Волевое упорство, политический консерватизм русского народа и духовную оторванность интеллигенции от русского народа признает и характерный представитель русской интеллигенции наших дней Н. Бердяев в своих книгах.
В книге “Истоки и смысл русского коммунизма” он утверждает то же самое, что и И. Солоневич, несмотря на то, что он является политическим антиподом его.
Бердяев указывает, что процесс усвоения идей, выработанных Западной Европой, происходил только “в верхних слоях русского общества, в дворянстве и чиновничестве, в то время как народ продолжал жить старыми религиозными верованиями и чувствами. Самодержавная власть царя, фактически принявшая форму западного просвещенного абсолютизма в народе имела старую религиозную санкцию, как власть теократическая”. “Западное просвещение XVIII века в верхних слоях русского общества было чуждо русскому народу. Русское барство XVIII века поверхностно увлекалось вольтерьянством в одной части, мистическим масонством с другой. Народ же продолжал жить старыми религиозными верованиями и смотрел на барина, как на чуждую расу”.
“Нигде, кажется, не было такой пропасти между верхним и низшим слоем, как в Петровской, императорской России и ни одна страна не жила одновременно в разных столетиях от XIV до XIX века и даже до века грядущего, до XXI. Россия XVIII и XIX столетий жила совсем не органической жизнью”.
И эта верность русским самобытным идеалам продолжалась целых два столетия, после совершенной Петром революции.
В другой своей книге “Русская религиозная психология и коммунистический атеизм”, Н. Бердяев пишет:
“К XIX веку сложился своеобразный русский духовный тип, отличный от духовного типа русского средневековья, Руси Московской, и из этого типа нужно понять воинствующий атеизм русской революции”. Эти признания Н. Бердяева уничтожают все его лжемудрствования в указанных двух книгах, цель которых доказать западному миру “национальные корни русского коммунизма”.
Русский тип государственности и культуры, как справедливо указывает Л. Тихомиров, был высшим типом по сравнению с государственностью и культурой Запада, он только находился на более низшей ступени развития. Но понять это ни Петр, ни его современники, ни первые русские интеллигенты, видевшие свет только на Западе, — не смогли.

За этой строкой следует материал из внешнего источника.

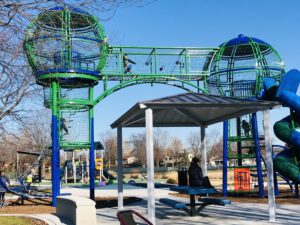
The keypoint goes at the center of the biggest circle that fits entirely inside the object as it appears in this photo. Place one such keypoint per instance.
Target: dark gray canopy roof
(190, 110)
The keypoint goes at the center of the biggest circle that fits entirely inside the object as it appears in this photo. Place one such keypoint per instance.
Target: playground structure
(69, 54)
(238, 70)
(287, 92)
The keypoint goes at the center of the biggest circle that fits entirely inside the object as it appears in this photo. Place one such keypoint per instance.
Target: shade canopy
(190, 110)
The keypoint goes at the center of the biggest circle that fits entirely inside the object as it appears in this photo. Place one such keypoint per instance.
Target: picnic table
(193, 207)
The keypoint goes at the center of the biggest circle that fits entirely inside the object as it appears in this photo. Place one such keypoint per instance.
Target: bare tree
(194, 143)
(138, 142)
(160, 145)
(175, 148)
(109, 141)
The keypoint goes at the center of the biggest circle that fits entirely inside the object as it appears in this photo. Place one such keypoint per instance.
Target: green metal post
(92, 146)
(55, 144)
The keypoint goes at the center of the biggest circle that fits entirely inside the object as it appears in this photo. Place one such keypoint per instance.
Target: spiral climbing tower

Очаровавшись Западом, первые западники сделали роковой вывод, что все русское ниже западного. Этот ученический, примитивный взгляд распространился и на основы национального бытия: православие и формы исторической национальной власти. С той поры все религиозные, государственные и социальные принципы русская интеллигенция стала искать на Западе и только на Западе.

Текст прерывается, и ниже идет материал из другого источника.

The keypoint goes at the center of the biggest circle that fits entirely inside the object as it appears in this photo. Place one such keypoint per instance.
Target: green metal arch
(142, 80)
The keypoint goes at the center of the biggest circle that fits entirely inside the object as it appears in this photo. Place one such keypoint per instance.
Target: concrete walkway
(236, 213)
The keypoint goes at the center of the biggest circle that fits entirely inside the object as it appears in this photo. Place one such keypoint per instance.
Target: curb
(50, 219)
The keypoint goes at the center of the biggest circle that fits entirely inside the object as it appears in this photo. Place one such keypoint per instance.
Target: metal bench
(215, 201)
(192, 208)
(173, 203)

В “Обзоре русской культуры” проф. Рязановский нисколько не идеализирует Московскую Русь, когда утверждает что:
“культура удельной Руси представляла дальнейшее развитие национальных начал и переработку иностранных влияний, каковой процесс нашел высшее выражение в культуре Московского царства. Таким образом в Московской Руси в великокняжескую и царскую эпоху развилась своеобразная и интересная русская культура...”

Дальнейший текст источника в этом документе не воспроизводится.